13 Dec 2025
Author: Daniel F. Chambliss
Original Link: academics.hamilton.edu/documents/themundanityofexcellence.pdf
The Mundanity of Excellence
My reflections
Excellence is mundane: accomplished through doing actions that are ordinary on their own but stack up over time
- Every time a decision comes up, the qualitatively “correct” choice will be made. The action, in itself, is nothing special; the care and consistency with which it is made is.
- Just increasing sheer time and hoping things will improve will NEVER lead you to excellence
- In the pursuit of excellence, maintaining mundanity is the key psychological challenge
The mundanity of excellence is everywhere.
- For e.g. in writing: First, writing consistently. Then, improving one thing at a time
- Or for e.g, In working out: just doing the same thing for more time will not get you there. You need to make the qualitatively correct choices.
- Or for e.g. in chess: me just playing a few games every day will not improve your game. Learn more puzzles, learn more openings, practice different variations. Find the things that will qualitatively improve your game and drive you to excellence.
Talent is useless. Finding motivation in “big dreams” is useless. Find the small wins, get them consistently.
All notes
What is excellence: the note defines it as “consistent superiority of performance”
What is not a source of excellence:
- Not a product of socially deviant personalities (oddballs, loners etc)
- Not a result of “quantitative” changes in behaviour. For e.g. increased training time does not make one swim fast. Simply doing more of the same will not make you level up
- Not a result of some special inner quality of the athlete (talent/gift/natural ability)
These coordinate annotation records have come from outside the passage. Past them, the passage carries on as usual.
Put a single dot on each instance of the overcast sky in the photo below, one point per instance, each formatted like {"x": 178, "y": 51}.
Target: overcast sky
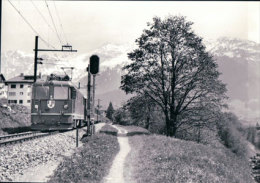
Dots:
{"x": 89, "y": 25}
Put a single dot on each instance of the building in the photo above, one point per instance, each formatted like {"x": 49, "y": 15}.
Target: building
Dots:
{"x": 3, "y": 90}
{"x": 20, "y": 90}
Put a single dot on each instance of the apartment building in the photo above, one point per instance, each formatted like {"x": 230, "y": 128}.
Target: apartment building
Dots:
{"x": 20, "y": 90}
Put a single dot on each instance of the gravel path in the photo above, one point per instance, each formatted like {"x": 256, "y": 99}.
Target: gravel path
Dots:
{"x": 35, "y": 161}
{"x": 116, "y": 171}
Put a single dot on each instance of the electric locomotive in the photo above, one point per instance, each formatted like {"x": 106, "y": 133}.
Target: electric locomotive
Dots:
{"x": 57, "y": 104}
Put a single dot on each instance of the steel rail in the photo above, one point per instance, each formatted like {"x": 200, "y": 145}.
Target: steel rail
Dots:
{"x": 24, "y": 138}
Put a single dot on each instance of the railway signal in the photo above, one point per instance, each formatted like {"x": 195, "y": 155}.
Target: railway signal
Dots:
{"x": 65, "y": 48}
{"x": 94, "y": 64}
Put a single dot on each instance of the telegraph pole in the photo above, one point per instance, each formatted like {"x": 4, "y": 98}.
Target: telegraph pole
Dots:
{"x": 35, "y": 58}
{"x": 94, "y": 81}
{"x": 88, "y": 106}
{"x": 98, "y": 107}
{"x": 0, "y": 33}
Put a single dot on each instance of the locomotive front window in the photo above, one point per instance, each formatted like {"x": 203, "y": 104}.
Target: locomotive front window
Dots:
{"x": 61, "y": 92}
{"x": 41, "y": 92}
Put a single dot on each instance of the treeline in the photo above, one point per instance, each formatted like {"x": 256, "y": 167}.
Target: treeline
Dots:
{"x": 176, "y": 87}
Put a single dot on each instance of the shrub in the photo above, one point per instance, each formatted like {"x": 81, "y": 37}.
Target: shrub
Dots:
{"x": 157, "y": 158}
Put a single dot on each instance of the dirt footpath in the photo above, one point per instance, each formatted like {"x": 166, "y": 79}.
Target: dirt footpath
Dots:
{"x": 116, "y": 171}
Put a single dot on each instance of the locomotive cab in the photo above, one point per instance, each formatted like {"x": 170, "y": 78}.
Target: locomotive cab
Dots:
{"x": 56, "y": 105}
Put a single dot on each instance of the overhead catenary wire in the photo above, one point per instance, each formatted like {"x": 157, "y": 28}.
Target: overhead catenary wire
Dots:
{"x": 53, "y": 22}
{"x": 28, "y": 23}
{"x": 62, "y": 29}
{"x": 42, "y": 16}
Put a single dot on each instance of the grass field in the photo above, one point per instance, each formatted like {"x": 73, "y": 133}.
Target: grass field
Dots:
{"x": 155, "y": 159}
{"x": 90, "y": 163}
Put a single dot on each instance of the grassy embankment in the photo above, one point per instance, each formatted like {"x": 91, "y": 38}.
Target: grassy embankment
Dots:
{"x": 91, "y": 162}
{"x": 15, "y": 119}
{"x": 158, "y": 158}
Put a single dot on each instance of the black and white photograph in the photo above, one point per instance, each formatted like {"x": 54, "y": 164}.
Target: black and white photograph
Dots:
{"x": 130, "y": 91}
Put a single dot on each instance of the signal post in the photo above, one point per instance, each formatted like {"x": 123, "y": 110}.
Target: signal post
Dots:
{"x": 93, "y": 68}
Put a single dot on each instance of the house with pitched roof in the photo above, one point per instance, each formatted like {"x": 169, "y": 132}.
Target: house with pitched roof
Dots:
{"x": 19, "y": 90}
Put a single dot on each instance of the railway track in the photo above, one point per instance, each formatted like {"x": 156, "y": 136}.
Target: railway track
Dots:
{"x": 20, "y": 137}
{"x": 255, "y": 163}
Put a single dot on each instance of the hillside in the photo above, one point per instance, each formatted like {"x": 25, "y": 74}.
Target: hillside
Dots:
{"x": 15, "y": 116}
{"x": 157, "y": 158}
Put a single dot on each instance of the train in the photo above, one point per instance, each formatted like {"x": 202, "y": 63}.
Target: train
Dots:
{"x": 57, "y": 104}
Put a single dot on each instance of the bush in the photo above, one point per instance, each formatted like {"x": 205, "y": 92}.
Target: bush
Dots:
{"x": 157, "y": 158}
{"x": 108, "y": 129}
{"x": 90, "y": 163}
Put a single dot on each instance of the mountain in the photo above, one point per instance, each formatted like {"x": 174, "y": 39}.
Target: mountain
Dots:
{"x": 239, "y": 63}
{"x": 238, "y": 60}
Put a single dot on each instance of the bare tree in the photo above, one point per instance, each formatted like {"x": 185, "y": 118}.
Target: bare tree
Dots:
{"x": 172, "y": 67}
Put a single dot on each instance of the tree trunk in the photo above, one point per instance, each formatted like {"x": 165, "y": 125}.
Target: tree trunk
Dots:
{"x": 173, "y": 123}
{"x": 167, "y": 121}
{"x": 147, "y": 124}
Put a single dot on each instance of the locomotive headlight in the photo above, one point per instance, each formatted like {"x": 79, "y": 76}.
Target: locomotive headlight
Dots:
{"x": 66, "y": 106}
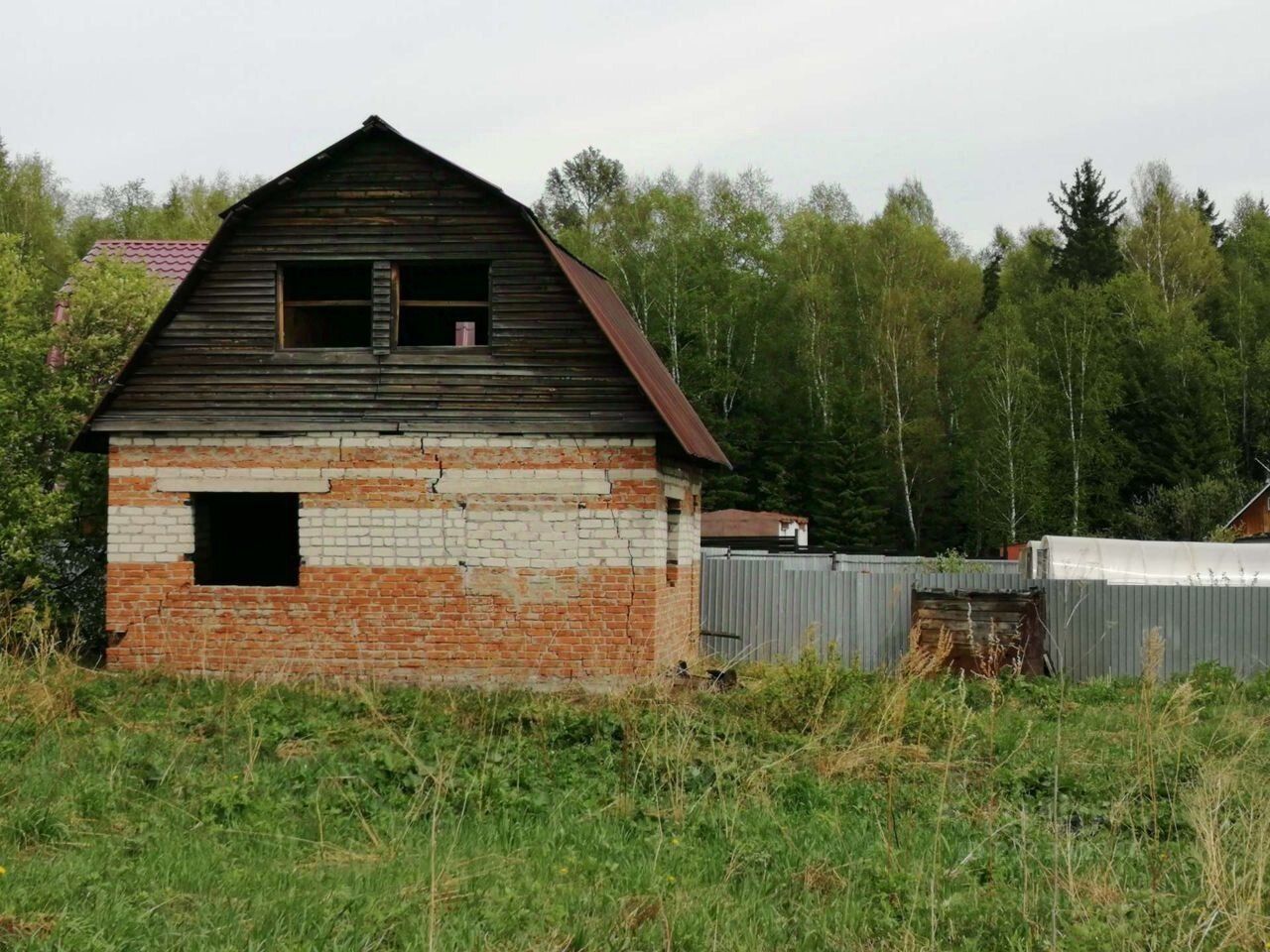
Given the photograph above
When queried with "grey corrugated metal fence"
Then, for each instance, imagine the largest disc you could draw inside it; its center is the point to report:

- This one is specially important bcz these terms are used to mystify the process of achieving excellence and used as a shield for our lack of outcome.
- “To call someone divine means ‘here we do not have to compete’”
What, therefore, is a source of excellence:
- Qualitative differentiation (could be technique, competing in different types of meet)
- One myth to break is that olympic level swimmers don’t just swim more hours or attend more workouts. They start doing this but only after say national level status is achieved, not a result of it.
- They just do things differently: Their strokes are different, their attitudes are different, their group of friends are different; their parents treat the sport differently, the swimmers prepare differently for their races, and they enter different kinds of meets and events.
- “Their energy is carefully channeled”
- “Never sloppy in practice, never sloppy in events”
- Three things they do differently: Technique, Discipline, Attitude - they are not suffering. In fact they truly enjoy what others think suffering.
You will not “work your way up” to excellence by just accumulating sheer time in your field.
- You don’t increase your amount of work, but rather change the kind of work
- This typically happens by a step change in your life - change your coach, friend circle etc.
Climbing towards excellence is jumping in discrete steps, not a long continuous road of improvement. What that means is, same effort doesn’t just keep linearly increasing.
- Excellence is mundane:
- The tiny things done consistently and mastered to perfection
- Motivation is mundane too: you can feel inspired by the big goal for a few days but the day to day needs to be interesting/exciting for you. Similar to how, you can’t beat someone for whom work is play.
- And this then should lead to small wins. That is what keeps the momentum going
- In the pursuit of excellence, maintaining mundanity is the key psychological challenge
There is no secret; there is only the doing of all those little things, each one done correctly, time and again, until excellence in every detail becomes a firmly ingrained habit, an ordinary part of one’s everyday life.